# difference between Reef Crystals and other "marine salts"



## GwenInNM (Feb 2, 2011)

So, at the LFS I saw a 50 lbs box of what are called "Reef Crystals". 50 lbs is only $20! I've bought Instant Ocean for $50 for 50lbs. What is this about? It would make sense IMO, to buy the "crystals" if they are cheaper. No one at the lfs knew the difference, but tried to explain it was of "less quality" salt, though it describes it as good for reef tanks.

I only have a FOWLR tank, but I'd like to find a cheaper way to add salt.

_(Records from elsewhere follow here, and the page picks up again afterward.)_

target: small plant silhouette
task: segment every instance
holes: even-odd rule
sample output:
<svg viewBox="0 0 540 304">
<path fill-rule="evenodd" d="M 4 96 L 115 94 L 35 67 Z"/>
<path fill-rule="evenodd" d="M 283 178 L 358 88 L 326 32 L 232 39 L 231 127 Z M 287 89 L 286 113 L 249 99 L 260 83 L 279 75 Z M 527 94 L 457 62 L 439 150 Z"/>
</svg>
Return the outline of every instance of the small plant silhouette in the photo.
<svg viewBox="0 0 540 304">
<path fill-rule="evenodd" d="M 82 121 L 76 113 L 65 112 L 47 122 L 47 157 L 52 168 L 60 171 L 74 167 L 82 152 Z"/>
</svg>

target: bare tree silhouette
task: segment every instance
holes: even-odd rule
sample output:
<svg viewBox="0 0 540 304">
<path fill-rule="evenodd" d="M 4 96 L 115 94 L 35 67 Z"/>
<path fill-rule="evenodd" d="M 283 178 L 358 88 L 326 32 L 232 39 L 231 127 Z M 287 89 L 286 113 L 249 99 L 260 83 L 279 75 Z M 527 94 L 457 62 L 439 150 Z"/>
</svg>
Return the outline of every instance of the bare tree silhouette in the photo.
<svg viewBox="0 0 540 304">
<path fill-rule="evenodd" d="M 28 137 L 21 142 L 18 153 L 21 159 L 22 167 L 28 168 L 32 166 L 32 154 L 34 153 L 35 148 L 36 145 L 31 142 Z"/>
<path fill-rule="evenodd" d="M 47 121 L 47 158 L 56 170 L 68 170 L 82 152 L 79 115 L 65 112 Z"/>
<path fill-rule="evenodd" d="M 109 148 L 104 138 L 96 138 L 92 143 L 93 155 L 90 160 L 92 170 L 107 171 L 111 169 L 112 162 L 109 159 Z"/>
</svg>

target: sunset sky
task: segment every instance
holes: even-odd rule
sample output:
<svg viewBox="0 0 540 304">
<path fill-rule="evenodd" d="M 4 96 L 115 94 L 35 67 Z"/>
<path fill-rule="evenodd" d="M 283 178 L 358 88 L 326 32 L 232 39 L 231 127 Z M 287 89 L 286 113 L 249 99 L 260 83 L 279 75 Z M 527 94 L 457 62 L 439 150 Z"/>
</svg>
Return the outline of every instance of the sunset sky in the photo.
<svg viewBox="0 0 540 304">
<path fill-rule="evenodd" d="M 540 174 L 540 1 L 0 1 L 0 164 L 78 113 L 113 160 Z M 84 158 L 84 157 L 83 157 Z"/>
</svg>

Any thoughts? Knowledge here?

Gwen


----------



## Reefing Madness (Jun 26, 2011)

Ya got a good deal there. I think they messed up the price though as Instant Ocean is less than Reef Crystals. Reef Crystals has more Trace Elements and Calcium, Magnesium, and the such. Its meant for Reef Aquariums, thus adding more to the water that corals need. But, if your using it for a FOWLR, its not going to hurt anything. Instant Ocean and Reef Crystals are made by the same company.
Saltwater Aquarium Salt: Aquarium Systems Instant Ocean & Reef Crystals Synthetic Sea Salt


----------



## GwenInNM (Feb 2, 2011)

Reefing Madness said:


> Ya got a good deal there. I think they messed up the price though as Instant Ocean is less than Reef Crystals. Reef Crystals has more Trace Elements and Calcium, Magnesium, and the such. Its meant for Reef Aquariums, thus adding more to the water that corals need. But, if your using it for a FOWLR, its not going to hurt anything. Instant Ocean and Reef Crystals are made by the same company.
> Saltwater Aquarium Salt: Aquarium Systems Instant Ocean & Reef Crystals Synthetic Sea Salt


Cool, I think I'll go grab some on the way home today! Since I do have a few feather dusters that my GSP has left alone, it may be good for them 

Where I live, Instant Ocean is about $50 no matter what store you're at. Even cheaper brands are only about $8-$10 less than that, so $20 for a 50lb box of Reef Crystals is a great deal. I did see on the box that it listed how it adds those trace elements, so I can't see how it is "inferior" like they told me at the fish store. :lol:

Thanks!!

Gwen


----------



## Reefing Madness (Jun 26, 2011)

Your LFS guys don't know what they are talking about. Its a superior Salt mix to the Instant Ocean. But what do I know.


----------